The Workflow¶
By the time you code, the thinking should be done¶
If you have a good issue, the hard decisions should already be made. The project's goals, what this task is for, how it fits the bigger picture, the rough shape of the implementation: all of that was settled with your team when you wrote the GitHub issue. When you sit down to actually run the agent, you should not be rediscovering what the issue is trying to accomplish.
So if you find yourself deeply uncertain about what to build once coding starts, that probably means the planning wasn't finished. Either go back to the issue phase and spend more time on it with your team, or, if the work is genuinely exploratory and the uncertainty is the whole point, handle it as an exploratory task (see the bottom of this page).
What should happen, and who makes it happen¶
The core loop is small: the agent writes a spec from your issue and the current code, an implementer builds to that spec, and a fresh agent reviews the result against it. Start Here walks the full sequence; the point here is that there is more than one way to make that loop happen.
- Prompt it yourself, step by step. Fine for small tasks, but you're holding the structure in your head.
- Let the harness drive it. A plugin like superpowers runs the whole spec, implement, and review loop for you.
- Write a skill that constrains it. When you want the loop to run the same way every time, wrap it in a skill of your own. Our MMGIS orchestrating-issues skill is one example you can build from: it takes an issue all the way to a draft PR, hands the spec, implementation, and review off to the harness, and stops for you at the few gates that actually need a human.
One fair warning on that last option: orchestration skills tend to be mildly specific to one repo, because they encode how you deploy, your conventions, and your gotchas. Use someone else's as a starting point, not a drop-in.
Parallel agents¶
If your repo is gnarly, it's often worth spending a little time up front refactoring it so you can run several instances side by side on your own machine. That is what unlocks working several issues in parallel without them colliding. Our MMGIS mmgis-deployment skill is one example of how this was done: each instance gets its own port, database, and config, so many of them coexist cleanly on one machine between different git worktrees.

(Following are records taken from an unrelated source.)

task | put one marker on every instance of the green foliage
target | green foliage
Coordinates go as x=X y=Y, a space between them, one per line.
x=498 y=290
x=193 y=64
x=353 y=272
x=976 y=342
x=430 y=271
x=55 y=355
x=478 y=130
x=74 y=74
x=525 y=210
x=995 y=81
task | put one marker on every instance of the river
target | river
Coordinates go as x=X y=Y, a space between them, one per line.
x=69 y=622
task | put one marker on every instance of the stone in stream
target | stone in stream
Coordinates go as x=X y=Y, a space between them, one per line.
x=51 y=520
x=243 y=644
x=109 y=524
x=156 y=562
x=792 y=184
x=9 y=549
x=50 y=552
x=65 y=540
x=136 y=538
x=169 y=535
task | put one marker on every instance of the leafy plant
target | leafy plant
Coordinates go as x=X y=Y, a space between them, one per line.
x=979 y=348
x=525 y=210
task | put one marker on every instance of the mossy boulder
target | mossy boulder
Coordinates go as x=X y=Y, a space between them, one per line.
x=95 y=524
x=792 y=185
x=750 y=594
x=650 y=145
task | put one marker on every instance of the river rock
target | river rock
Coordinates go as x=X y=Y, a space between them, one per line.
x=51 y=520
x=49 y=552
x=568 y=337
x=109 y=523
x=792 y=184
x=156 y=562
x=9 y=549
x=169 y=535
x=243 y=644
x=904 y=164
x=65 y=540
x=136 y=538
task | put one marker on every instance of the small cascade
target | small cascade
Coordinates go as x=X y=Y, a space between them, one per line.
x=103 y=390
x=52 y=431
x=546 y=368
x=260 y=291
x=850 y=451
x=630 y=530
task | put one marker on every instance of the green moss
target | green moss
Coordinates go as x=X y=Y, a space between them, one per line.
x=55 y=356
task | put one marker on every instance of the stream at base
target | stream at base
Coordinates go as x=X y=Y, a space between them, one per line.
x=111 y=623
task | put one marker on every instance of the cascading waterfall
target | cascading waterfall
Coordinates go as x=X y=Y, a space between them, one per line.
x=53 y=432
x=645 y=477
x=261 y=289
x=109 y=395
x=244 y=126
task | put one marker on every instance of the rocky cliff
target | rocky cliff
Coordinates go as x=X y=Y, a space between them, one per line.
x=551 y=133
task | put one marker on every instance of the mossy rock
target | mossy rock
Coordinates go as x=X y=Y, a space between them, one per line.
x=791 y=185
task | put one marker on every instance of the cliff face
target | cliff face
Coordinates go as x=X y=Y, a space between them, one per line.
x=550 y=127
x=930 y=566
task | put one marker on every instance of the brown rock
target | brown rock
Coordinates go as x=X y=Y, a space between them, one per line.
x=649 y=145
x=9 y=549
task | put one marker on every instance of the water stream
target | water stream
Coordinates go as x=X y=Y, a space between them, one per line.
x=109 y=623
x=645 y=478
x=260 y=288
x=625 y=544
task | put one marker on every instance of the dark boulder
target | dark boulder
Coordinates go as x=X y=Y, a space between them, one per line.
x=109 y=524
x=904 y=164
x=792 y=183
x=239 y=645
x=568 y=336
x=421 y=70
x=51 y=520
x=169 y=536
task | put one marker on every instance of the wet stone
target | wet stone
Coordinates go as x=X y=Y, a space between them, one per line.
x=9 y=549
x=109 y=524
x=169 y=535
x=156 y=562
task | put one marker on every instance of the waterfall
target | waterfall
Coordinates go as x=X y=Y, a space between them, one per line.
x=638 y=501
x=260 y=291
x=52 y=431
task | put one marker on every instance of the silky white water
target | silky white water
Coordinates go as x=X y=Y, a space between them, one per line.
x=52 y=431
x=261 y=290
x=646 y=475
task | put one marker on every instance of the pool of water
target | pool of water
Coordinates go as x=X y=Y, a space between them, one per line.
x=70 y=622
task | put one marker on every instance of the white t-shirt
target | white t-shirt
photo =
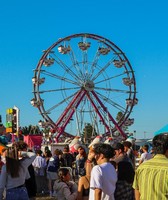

This is especially useful for keeping issues (and therefore PRs) small. If your orchestration agent can work on several interconnected issues in parallel, it becomes much easier to develop, bugfix, review, and smoketest interdependent features without needing to shove them into a single giant PR.
You still own the result¶
Agents are great, and they will write the spec, write the code, and run their own review. But none of that is your seal of approval. When it hands you a finished product, it is still your job to run it locally, confirm it actually does what it should, and read the code yourself. The agent passing its own tests does not mean the code is good. You have to look.
Learning code you didn't write¶
As agents get more capable, they will write code in areas you are not deeply familiar with. That does not excuse you from understanding it. Be willing to Google things, read the real documentation, and ask the agent to explain how its own code works.
One tool we've found effective is the diff-explainer. It is not a review agent. It walks you through what a diff does, what it affects, and how it fits into the rest of the codebase, side by side with the actual code, so you can get to a genuine understanding and then make your own call.
Exploratory tasks¶
Sometimes you genuinely don't know how a task should be done, and finding out is the task. The workflow still applies, you just specify a different thing up front. Instead of the implementation, you specify the parameters: how you'll judge the result, what you want to explore, and the pathways worth trying. With that clear, it's easy to spawn several agents in parallel down different paths, gather their reports, and compare them against your baseline.
It's helpful to think of your coding harness as a team of dedicated researchers and consider what you would want actual humans to be researching, writing down, and verifying. Don't just say, "research this topic". Propose what sources it should use, have it create cited research documents, cross reference two agents against each other, have them build a results dashboard for you to review the work, etc.